Cargaba con su anticuado maletín, como cada mañana. El traqueteo del vagón de metro mecía suavemente los pedazos del último sueño recordado en la boca pastosa y se encontró mirando su propio reflejo adormilado en los cristales inundados por la oscuridad del túnel. Aún no había cumplido los 40, pero realmente aparentaba ser mucho más joven, casi uno de aquellos universitarios que paseaban sus carpetas por las estaciones de metro a horas mucho más tardías que él. Su aspecto desaguisado, el habitual, quizá colaboraba a crear aquella sensación de juventud. El metro había abierto hacía poco y aún había espacio suficiente para todos. Apretó su maletín contra el pecho, bostezando por enésima vez.

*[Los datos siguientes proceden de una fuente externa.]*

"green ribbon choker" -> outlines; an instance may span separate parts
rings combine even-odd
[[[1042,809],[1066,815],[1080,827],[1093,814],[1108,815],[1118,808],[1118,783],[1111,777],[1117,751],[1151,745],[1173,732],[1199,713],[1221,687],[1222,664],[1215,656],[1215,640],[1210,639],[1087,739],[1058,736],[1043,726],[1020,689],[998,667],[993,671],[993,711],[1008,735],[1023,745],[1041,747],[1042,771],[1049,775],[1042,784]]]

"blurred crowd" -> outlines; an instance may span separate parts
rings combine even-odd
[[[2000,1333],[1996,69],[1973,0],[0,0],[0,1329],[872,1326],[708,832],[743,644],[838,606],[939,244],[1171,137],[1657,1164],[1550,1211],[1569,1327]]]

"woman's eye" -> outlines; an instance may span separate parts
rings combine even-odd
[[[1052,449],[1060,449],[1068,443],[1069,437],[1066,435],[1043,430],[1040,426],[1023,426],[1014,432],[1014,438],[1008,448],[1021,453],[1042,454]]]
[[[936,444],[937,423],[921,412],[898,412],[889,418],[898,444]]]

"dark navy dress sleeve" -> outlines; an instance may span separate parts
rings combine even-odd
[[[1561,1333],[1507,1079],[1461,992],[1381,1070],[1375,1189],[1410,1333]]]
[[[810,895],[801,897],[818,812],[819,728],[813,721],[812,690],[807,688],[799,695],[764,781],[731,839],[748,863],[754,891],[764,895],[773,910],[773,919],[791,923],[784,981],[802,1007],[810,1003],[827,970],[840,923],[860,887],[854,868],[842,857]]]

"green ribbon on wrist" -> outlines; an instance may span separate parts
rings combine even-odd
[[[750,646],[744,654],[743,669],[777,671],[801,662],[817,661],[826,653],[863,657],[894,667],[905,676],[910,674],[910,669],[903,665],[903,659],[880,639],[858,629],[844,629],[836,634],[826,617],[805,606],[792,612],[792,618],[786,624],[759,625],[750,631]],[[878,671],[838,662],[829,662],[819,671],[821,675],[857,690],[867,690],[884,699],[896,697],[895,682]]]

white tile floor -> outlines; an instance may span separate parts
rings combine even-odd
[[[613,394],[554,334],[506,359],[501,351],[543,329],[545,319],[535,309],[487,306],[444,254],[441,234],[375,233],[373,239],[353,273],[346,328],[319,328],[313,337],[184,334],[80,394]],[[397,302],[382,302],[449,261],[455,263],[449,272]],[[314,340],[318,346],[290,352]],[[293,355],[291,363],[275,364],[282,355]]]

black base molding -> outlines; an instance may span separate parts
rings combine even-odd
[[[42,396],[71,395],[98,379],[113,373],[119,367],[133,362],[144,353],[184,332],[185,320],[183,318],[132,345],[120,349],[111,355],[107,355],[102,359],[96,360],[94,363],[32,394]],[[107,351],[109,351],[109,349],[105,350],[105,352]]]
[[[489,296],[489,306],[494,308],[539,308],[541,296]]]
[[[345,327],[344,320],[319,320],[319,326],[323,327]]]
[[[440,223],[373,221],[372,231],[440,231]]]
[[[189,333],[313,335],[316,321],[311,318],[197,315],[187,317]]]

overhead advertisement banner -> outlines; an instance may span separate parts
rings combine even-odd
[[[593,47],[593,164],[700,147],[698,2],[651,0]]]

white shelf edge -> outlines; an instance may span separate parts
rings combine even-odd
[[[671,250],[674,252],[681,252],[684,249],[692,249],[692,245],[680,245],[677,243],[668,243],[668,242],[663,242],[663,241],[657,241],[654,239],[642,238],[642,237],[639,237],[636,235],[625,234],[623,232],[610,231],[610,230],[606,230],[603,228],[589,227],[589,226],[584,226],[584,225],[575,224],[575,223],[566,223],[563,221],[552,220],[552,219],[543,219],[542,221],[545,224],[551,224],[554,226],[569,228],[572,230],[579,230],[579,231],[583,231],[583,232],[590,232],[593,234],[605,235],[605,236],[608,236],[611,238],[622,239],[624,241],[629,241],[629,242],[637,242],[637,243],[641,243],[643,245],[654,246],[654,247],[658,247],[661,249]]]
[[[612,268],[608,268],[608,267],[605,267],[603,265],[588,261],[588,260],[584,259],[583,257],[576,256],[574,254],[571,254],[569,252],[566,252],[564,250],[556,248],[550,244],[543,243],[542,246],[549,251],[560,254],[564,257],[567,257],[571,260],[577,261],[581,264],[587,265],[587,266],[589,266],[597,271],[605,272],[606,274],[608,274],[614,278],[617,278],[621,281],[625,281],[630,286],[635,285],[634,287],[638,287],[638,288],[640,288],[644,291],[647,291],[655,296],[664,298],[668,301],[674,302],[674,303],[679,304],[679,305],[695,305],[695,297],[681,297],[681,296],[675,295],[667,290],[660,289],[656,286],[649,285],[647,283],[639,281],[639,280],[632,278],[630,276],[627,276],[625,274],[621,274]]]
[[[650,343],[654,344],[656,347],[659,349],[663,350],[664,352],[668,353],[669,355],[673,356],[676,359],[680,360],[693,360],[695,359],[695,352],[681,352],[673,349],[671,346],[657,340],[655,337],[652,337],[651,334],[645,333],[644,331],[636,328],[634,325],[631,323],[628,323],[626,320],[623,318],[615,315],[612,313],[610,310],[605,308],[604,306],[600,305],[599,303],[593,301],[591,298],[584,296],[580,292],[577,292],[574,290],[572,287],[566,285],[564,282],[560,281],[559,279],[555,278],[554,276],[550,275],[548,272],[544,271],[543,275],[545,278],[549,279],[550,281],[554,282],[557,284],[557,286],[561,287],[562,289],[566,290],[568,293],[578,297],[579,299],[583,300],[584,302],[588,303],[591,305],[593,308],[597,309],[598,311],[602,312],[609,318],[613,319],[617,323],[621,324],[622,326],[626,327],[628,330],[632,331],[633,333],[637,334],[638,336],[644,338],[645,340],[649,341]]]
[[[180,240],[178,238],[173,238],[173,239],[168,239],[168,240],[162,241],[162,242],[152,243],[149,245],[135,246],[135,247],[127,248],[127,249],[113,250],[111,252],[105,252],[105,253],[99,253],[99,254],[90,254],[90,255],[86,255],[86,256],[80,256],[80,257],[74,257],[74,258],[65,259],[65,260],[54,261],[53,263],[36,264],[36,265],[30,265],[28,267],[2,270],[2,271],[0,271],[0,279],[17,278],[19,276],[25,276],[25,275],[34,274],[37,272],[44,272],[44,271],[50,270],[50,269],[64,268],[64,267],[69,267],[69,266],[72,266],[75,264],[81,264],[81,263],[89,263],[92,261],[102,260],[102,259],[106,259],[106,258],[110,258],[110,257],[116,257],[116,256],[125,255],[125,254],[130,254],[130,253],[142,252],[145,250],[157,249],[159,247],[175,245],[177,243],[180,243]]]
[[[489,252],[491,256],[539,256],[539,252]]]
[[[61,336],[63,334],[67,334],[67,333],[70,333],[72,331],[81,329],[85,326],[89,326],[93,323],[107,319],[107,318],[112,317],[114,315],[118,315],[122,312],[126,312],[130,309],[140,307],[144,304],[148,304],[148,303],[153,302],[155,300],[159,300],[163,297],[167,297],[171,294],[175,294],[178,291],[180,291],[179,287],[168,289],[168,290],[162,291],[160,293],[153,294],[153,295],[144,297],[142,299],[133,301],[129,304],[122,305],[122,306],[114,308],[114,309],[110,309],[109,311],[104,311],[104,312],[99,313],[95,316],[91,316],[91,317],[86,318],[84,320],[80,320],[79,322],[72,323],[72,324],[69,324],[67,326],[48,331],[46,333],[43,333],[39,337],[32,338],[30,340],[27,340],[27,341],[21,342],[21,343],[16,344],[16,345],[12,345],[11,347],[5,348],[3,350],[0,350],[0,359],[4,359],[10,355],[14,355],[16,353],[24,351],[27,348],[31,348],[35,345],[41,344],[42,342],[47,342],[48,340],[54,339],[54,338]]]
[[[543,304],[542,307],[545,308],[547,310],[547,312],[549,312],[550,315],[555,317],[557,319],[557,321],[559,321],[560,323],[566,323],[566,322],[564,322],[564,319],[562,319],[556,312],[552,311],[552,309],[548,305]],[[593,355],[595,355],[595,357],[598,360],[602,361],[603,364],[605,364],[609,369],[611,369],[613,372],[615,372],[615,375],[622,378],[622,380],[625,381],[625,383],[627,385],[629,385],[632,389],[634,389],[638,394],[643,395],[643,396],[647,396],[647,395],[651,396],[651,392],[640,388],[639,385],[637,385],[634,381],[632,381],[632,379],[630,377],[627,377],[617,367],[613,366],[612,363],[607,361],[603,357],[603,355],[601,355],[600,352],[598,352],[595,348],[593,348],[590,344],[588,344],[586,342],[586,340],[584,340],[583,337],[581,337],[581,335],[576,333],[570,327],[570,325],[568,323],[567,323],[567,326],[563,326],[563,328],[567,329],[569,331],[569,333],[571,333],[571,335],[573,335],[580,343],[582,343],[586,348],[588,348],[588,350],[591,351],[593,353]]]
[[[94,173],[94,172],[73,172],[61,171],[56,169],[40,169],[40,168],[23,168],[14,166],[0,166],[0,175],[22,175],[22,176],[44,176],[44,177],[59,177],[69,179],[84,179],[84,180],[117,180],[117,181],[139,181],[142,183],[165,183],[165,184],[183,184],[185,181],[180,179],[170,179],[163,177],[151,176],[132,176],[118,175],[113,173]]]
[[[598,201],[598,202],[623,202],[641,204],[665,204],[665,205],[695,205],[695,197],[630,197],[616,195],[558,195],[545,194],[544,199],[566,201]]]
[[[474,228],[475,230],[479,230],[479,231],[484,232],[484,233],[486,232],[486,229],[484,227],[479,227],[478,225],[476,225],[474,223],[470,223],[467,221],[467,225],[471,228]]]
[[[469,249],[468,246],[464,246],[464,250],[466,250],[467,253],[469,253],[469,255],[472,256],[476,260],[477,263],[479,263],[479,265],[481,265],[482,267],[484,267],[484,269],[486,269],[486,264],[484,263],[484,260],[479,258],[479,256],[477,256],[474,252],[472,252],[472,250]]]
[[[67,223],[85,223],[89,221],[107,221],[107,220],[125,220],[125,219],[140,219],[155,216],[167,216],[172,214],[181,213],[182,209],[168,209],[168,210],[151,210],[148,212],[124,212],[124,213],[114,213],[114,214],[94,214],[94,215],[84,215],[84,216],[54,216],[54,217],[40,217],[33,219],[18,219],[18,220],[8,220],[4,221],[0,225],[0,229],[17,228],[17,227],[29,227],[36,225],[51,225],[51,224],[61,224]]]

Pronto llegó a su estación.Sabía en cuál de las puertas debía colocarse para estar frente a las escaleras mecánicas, por lo que cuando se abrieron las puertas, fue el primero en pisar el andén. Era necesario, si quería encontrar un hueco aquella mañana.
Se detuvo en medio del corredor, en una esquina desde donde podía contemplar a la gente bajando ausente las escaleras mecánicas por un lado y a las bocanadas de viajeros que se precipitaban a subirlas por el otro. Apoyó su maletín en el suelo y extrajo su instrumento de él: un violín que conservaba desde su dieciocho cumpleaños. Amontó las partituras en el inestable atril de metal y dejó el maletín abierto a sus pies. Se dispuso a tocar.
El pasamanos de las escaleras mecánicas iba a trompicones. No coincidía con la velocidad de los peldaños y le obligaba a deslizar la mano constantemente hacia adelante. Se descubrió a sí misma mirando las corrientes de personas que subían por las escaleras contrarias, que la miraban también, pero en realidad sus ojos los atravesaban y se concentraba en un punto a miles de kilometros del pasamanos de la escalera. Una melodía la hizo despertar de su sopor. Se estrellaba contra las paredes de azulejos una melodía reconocible... Una caricia de melodía. Un violín que se estremecía en las nucas, en los estómagos de los viajeros. Que en sus silencios, se apagaba el eco interminable de sus últimas notas... Descubrió, cuando un claro se abrió entre la masa de personas, a un joven que tocaba aquella melodía, con los ojos cerrados. Y le pareció que cada nota que tocaba, era como una varita mágica que agitaba todas las mentes en blanco...
Comenzó a tocar y, desde su rincón, abrió un segundo los ojos. Siempre había preferido tocar con los ojos cerrados para no contemplar la indiferencia de los que oían, pero no escuchaban. Su oficio era duro, pero se convencía a sí mismo de que le encantaba tocar. Y, fuera como fuere, lo seguiría haciendo siempre. Entonces abrió los ojos. Y se encontró aquellos otros que lo miraban, detenidos en el tiempo. Les dedicó una sonrisa, sin dejar de tocar.
Así, ella esperaba siempre a escuchar aquellas notas esparcidas por los pasillos. Cada mañana, se detenía un momento a escuchar a aquel joven talentoso violinista y proseguía su camino, ya no como una mente en blanco, sino con una brillante sonrisa.
_______________________________________________
¡Hola de nuevo! Llevaba muchísimo sin escribir y esto es lo único que ha salido... Espero que, al menos, os guste un poquito.